この原作を読んだのは、もう40年も前のこと。
東北地方に新婚旅行に行ったときのお共がこの本でした。
もうね、面白くて途中でやめられなくなって、夫が釣りをしている間も、宿でテレビを見ている間も、私は本にかじりついていました。
40年も昔のことなのでストーリーはおぼろげですが、ヘイズルという名前のウサギがいたことだけはしっかり覚えています。
今回、ネットフリックスのCGで蘇ったウサギたちの物語は、かなり原作に忠実に作られているようです。
当時と同じく、私はウサギになった気分で、草原の風やウサギ穴の土の匂い草の匂いを鼻先に嗅ぎ、仲間の匂いをくんくん嗅いでいるような気分になりました。
ほんと、ストーリーもさることながら、このウサギ感といったら半端なく、読んでいる最中はもちろん、読み終わってからもしばらくの間、私はすっかりウサギになっちゃってた。
今回のCGもよくできているので、ウサギ感満載で、もうウサギが大好きな人にはたまらないし、そうでない人も、一度ウサギになってみてはどう? とお勧めしたいです。
とはいえ、ストーリーは人間社会そのもので、巣穴を追われたウサギの一団が他のウサギの村々で様々なウサギに遭遇し、また人間の村でも事件が起きたりして、最後に安住の地を見つける、というロードムービーのようなお話。
このウサギのリーダーがヘイズルという若いウサギで、彼の弟のファイバーは予知能力があり、未来のことがわかるのです。
ファイバーの予言を信じてヘイズルは仲間を連れて村を後にするのですが、もちろん反対するウサギたちも多く、ヘイズルの仲間はごく少数です。
このヘイズルがね、ちょっと見にはひ弱なごく普通のウサギなのですよ。
(写真の真ん中にいるのはビグウィグというウサギで、ヘイズルはその左側だと思う)
ヘイズルは全然強そうじゃないし、力もない。でも、弟を信頼し仲間を信頼する、とてもヒューマンな、えっと、ラビットなウサギです。
イギリスのファンタジーにはこういうヒーローが多いよね。
「ハリー・ポッター」だってヒーローらしくないごく普通の少年だし、「指輪物語」のフロドにいたっては、小さくて名もないホビットが世界を救うお話だもの。

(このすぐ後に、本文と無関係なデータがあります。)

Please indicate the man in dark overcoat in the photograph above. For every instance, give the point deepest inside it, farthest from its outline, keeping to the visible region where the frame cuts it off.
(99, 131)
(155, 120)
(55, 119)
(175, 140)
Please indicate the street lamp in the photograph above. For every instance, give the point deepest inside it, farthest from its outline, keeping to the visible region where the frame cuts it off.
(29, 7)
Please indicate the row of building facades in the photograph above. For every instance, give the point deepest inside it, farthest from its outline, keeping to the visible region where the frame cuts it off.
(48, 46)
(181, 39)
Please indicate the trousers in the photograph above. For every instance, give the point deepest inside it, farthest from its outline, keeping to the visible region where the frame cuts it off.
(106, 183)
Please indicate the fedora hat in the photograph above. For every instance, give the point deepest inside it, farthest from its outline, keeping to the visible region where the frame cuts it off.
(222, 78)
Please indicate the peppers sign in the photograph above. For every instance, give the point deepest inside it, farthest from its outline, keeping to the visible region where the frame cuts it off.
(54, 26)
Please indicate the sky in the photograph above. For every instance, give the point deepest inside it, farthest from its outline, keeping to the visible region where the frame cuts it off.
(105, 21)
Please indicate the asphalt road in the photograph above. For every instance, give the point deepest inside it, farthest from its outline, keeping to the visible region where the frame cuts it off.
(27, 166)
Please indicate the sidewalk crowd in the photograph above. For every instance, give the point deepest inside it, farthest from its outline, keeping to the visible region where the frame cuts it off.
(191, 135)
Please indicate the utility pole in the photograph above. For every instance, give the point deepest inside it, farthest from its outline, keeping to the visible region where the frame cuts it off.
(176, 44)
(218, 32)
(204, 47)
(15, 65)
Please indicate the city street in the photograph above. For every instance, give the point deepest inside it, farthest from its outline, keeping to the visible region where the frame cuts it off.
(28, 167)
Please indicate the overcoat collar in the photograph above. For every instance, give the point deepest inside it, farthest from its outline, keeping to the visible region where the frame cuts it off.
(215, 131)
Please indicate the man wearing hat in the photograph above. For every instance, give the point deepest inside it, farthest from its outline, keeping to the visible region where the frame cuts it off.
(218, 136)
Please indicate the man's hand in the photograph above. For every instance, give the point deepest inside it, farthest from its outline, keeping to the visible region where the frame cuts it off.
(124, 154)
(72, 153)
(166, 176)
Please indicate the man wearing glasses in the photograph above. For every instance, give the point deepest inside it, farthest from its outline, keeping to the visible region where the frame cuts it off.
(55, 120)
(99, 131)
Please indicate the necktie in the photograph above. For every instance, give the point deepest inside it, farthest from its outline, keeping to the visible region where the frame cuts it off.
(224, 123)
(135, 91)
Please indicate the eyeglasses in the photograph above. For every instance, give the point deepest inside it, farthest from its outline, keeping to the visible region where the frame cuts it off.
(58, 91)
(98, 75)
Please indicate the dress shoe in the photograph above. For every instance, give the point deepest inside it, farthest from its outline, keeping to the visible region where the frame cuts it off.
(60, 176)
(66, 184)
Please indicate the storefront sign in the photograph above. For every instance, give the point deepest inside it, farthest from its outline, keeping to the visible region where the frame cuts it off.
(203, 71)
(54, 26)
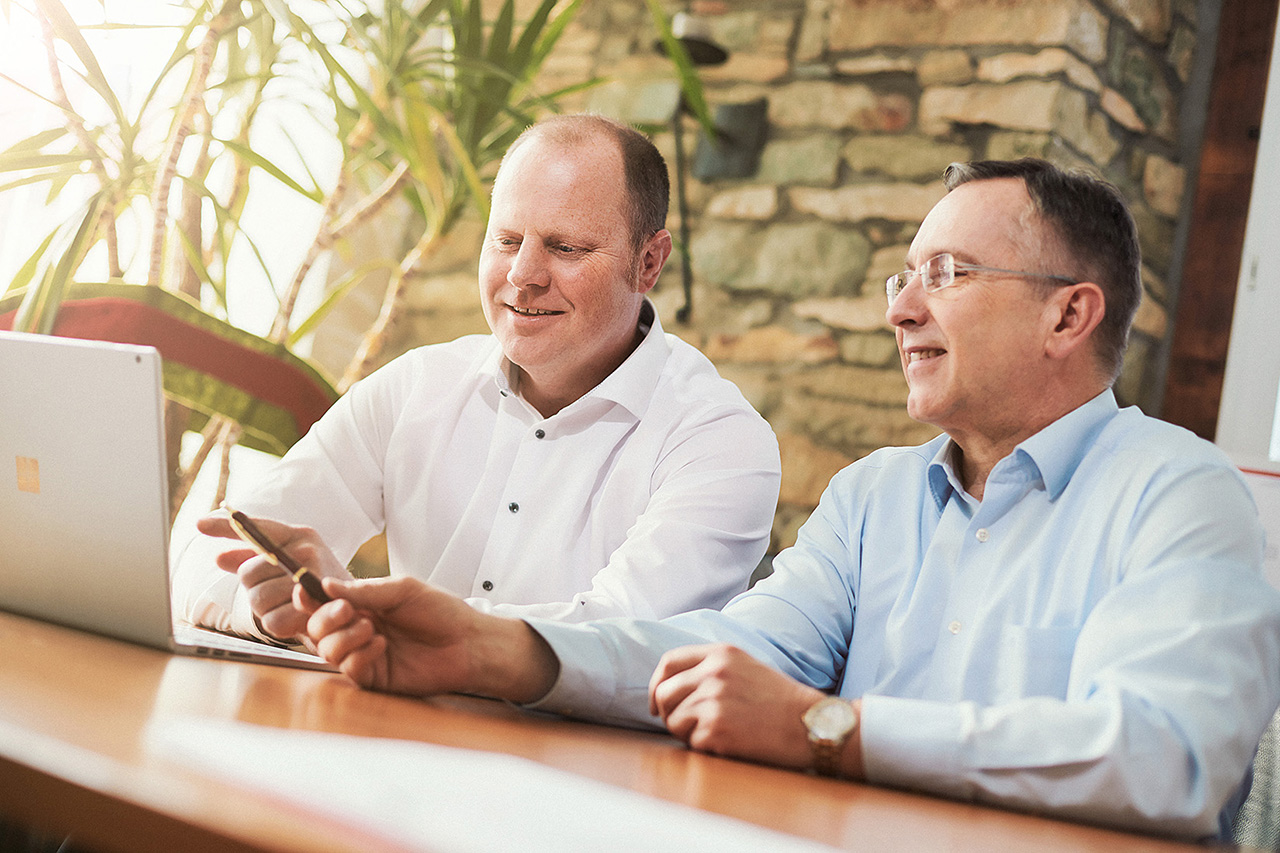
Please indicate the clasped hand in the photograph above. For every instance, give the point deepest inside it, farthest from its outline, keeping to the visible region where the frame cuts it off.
(721, 699)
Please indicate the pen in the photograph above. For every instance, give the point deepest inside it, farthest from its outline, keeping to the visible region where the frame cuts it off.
(254, 536)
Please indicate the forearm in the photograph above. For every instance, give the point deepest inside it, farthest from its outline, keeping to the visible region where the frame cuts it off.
(511, 661)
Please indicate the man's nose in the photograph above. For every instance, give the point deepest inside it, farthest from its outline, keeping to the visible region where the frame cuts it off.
(529, 267)
(909, 306)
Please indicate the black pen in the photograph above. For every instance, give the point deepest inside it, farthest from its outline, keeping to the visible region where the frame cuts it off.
(254, 536)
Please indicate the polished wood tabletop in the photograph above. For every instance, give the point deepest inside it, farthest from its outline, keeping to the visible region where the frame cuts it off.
(73, 710)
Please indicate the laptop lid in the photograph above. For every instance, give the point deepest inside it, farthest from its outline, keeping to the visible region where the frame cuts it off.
(83, 486)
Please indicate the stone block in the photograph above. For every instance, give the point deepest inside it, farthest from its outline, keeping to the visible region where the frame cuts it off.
(871, 386)
(1092, 136)
(1020, 105)
(812, 159)
(1011, 145)
(753, 68)
(1138, 76)
(810, 259)
(854, 314)
(1050, 62)
(1155, 236)
(1151, 18)
(1132, 387)
(1121, 110)
(839, 106)
(745, 203)
(807, 468)
(867, 24)
(876, 64)
(812, 41)
(903, 156)
(849, 425)
(869, 350)
(945, 67)
(640, 96)
(1151, 319)
(771, 345)
(723, 252)
(1162, 185)
(895, 201)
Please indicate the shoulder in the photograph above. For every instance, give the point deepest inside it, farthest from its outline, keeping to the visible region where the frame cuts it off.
(886, 471)
(691, 381)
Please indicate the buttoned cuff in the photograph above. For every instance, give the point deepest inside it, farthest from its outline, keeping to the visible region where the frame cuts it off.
(589, 683)
(913, 743)
(585, 682)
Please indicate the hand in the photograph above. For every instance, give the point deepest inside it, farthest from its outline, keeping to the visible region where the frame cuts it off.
(402, 635)
(721, 699)
(270, 591)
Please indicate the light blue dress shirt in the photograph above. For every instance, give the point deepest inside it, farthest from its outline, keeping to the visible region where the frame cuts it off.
(1093, 638)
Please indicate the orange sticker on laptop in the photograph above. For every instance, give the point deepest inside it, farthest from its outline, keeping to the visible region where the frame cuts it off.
(28, 474)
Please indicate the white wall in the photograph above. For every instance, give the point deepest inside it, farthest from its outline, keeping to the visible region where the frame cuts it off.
(1248, 424)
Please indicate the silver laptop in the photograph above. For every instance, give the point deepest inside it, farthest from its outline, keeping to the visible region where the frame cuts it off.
(85, 496)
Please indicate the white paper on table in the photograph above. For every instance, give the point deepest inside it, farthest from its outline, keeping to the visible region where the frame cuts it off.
(451, 799)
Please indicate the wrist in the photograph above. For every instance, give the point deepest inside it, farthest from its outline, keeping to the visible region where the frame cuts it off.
(511, 661)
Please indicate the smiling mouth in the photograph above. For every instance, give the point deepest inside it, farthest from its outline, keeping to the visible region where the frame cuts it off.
(524, 311)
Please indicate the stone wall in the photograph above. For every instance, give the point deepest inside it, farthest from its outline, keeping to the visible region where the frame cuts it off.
(868, 101)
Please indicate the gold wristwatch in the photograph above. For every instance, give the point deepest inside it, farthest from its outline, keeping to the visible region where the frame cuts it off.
(830, 721)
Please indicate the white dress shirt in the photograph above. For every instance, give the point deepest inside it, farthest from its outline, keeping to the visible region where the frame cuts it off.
(649, 496)
(1092, 638)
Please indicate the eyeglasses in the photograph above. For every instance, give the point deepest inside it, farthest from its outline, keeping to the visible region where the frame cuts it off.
(942, 270)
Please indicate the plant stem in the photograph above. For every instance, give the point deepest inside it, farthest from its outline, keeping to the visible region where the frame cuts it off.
(191, 101)
(375, 340)
(106, 219)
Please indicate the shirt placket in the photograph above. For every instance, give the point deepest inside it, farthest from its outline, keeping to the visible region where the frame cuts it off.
(516, 502)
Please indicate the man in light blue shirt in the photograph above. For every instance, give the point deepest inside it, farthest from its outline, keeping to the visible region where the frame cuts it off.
(1057, 605)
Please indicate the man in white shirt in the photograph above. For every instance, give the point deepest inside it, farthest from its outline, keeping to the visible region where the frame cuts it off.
(1057, 605)
(576, 464)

今や、現実世界がなんだかとてもややこしくなってきているので、この際、人間やめてウサギになるってのもいいかもしれない。
とはいえ、独裁者風のウサギのリーダーなんかも登場するのだけどね。
そして、艱難辛苦の挙句、ヘイズルの一行は新天地を見つけるのです。
ヘイズルがね、とてもいいのよ。
リーダーというのはこういう人であってほしい、と痛切に思います。
一見ひ弱に見えるけど、自分の信念をどこまでも通し、力の限り仲間に尽くす。リーダーはこうでなくちゃ。
仲間たちもいい。ひとりひとりがとても個性的で素敵です。
でも、CGなので時々ウサギの見分けがつかないところが少々難かな。
あれ、これは誰だっけ? となる。
目の色や毛色が多少違うけど、みんなウサギだから区別が難しい。服着てたらわかりやすいのに、と思ったけど、野生のウサギは服着ないよね。
彼らを助けてくれるカモメのキハールもおもしろい。
キハールはちょっとわがままで、いい加減で、信用できないところがあるけど、肝心なところではヘイズルたちを助けてくれます。
というわけで、この世界の現実に辟易したら、ウサギたちと一緒に遊ぶのもいいかも。
でも、一番いいのは原作を読むことなんだけどね。
「ウォーターシップ・ダウンのうさぎたち(上・下)」超お勧めです。